I kept finding myself drawn to this house and to the area of Twickenham, just as residents were drawn in some 200 years ago. Historians surmise that some of the founding fathers chose this name after a village in England. Twickenham, England was a place noted for its “cordial society, handsome houses, beautiful gardens and famous residents.” It was the home of the famed English poet Alexander Pope and many other scholars and celebrities of the time. In America, the name Twickenham was a byword among cultivated Virginians for learning creative talent and social polish. It was the embodiment of these 19th-century ideals that lead Leroy Pope, Thomas Bibb (both true Virginians), and other Huntsville founding fathers to choose this name for their new town. They felt it was synonymous with sophistication and announced specific and qualitative aims for a small American town.
Historian Eleanor Hutchins writes, “Now, as we all know, the founders of our Twickenham came here rich to make themselves richer. They bought large tracts of land, cleared them and planted cotton. Some of them were merchants or professional men as well. Their primary energies went into the building of their fortunes. But they had as their end the creation of a certain kind of life. They built their houses not mainly on their plantations but here close together, to make a town. And they named that town Twickenham.”

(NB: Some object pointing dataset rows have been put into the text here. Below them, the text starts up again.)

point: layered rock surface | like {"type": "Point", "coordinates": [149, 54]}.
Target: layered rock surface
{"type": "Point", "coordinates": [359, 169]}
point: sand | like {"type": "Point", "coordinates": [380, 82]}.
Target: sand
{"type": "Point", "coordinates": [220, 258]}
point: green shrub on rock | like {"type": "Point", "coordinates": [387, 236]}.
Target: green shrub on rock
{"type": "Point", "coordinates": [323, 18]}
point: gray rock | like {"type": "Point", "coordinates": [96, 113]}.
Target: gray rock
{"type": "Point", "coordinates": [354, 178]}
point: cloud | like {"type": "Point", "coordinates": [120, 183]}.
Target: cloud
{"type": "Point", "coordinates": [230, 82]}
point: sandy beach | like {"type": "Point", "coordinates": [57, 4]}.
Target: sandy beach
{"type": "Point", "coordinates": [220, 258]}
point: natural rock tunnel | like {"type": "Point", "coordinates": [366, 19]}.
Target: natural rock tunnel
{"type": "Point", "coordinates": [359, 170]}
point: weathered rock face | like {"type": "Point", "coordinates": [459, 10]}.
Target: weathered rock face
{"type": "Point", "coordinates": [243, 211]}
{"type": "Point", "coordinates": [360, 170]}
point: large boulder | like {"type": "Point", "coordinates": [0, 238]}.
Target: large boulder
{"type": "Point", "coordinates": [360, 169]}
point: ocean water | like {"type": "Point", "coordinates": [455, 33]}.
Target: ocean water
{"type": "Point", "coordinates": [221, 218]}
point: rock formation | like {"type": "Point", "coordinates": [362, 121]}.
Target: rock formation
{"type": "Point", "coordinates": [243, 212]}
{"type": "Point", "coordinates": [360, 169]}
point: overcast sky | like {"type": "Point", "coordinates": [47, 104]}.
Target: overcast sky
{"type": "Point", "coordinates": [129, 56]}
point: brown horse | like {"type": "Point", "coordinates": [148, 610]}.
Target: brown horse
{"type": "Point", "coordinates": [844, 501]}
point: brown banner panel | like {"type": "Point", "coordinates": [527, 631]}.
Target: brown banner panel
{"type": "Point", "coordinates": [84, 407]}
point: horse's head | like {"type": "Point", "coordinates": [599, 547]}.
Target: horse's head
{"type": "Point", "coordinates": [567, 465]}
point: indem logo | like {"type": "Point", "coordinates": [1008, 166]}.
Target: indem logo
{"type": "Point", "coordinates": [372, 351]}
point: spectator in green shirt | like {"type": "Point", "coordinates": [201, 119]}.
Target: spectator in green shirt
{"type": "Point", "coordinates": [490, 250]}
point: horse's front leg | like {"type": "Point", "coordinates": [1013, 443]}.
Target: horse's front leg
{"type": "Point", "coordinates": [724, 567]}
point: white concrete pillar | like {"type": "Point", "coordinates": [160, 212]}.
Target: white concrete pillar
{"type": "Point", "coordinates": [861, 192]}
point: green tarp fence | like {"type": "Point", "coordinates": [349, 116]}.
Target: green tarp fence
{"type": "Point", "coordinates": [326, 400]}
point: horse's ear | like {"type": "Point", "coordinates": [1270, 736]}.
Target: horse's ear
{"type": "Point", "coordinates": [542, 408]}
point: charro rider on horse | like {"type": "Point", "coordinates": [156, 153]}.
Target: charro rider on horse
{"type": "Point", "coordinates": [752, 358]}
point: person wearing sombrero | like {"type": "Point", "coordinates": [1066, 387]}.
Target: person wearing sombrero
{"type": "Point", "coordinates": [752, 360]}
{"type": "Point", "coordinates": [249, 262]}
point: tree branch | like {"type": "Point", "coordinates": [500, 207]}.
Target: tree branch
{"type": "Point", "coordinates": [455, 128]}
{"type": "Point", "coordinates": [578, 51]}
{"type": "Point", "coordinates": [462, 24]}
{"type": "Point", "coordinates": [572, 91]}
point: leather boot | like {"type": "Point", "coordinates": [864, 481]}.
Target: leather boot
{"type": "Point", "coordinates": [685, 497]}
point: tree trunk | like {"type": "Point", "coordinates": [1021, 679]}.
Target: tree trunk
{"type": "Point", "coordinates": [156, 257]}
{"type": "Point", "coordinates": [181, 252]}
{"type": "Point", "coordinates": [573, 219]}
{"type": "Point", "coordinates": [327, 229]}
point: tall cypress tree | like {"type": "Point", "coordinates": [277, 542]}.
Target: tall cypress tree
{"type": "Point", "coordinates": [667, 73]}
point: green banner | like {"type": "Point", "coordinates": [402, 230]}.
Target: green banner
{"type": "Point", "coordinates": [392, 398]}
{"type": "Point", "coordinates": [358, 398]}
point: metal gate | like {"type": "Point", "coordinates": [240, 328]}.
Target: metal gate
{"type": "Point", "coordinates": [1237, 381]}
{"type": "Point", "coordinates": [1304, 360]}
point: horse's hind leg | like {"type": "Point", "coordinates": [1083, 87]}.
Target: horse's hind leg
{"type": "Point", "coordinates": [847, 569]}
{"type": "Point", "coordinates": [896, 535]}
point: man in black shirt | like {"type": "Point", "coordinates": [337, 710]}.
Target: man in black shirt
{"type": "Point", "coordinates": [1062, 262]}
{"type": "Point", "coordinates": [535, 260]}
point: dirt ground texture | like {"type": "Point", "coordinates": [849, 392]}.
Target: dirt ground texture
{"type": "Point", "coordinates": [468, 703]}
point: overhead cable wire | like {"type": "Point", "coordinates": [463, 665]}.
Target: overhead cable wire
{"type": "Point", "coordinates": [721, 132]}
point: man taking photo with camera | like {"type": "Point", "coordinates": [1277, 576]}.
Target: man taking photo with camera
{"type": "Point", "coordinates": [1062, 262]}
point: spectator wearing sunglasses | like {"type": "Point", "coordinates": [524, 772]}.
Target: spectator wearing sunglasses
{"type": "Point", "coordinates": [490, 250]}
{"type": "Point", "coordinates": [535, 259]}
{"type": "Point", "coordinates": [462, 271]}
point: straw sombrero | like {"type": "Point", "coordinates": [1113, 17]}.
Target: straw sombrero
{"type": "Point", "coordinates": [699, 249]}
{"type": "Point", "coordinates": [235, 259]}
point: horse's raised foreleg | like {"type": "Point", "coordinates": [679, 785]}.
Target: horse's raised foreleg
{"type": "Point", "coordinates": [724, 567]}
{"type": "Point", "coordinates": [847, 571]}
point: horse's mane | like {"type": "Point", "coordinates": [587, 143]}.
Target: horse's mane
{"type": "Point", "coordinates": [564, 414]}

Today the cotton fields have metamorphosed into high-tech buildings for NASA, the Army, science, engineering, and technology. But the pursuits of many are still the same: to find prosperity as they embrace the culture and sophistication of all that downtown Huntsville has to offer, from its society, symphony, and theatre to its museums and landscape.
And so it was that one day after a friend of mine had looked at the house on Gates but decided she wasn’t interested, I thought, “Well, maybe I should just go take a look.” It surely couldn’t hurt, and as much as I had admired the exterior, I had never been inside.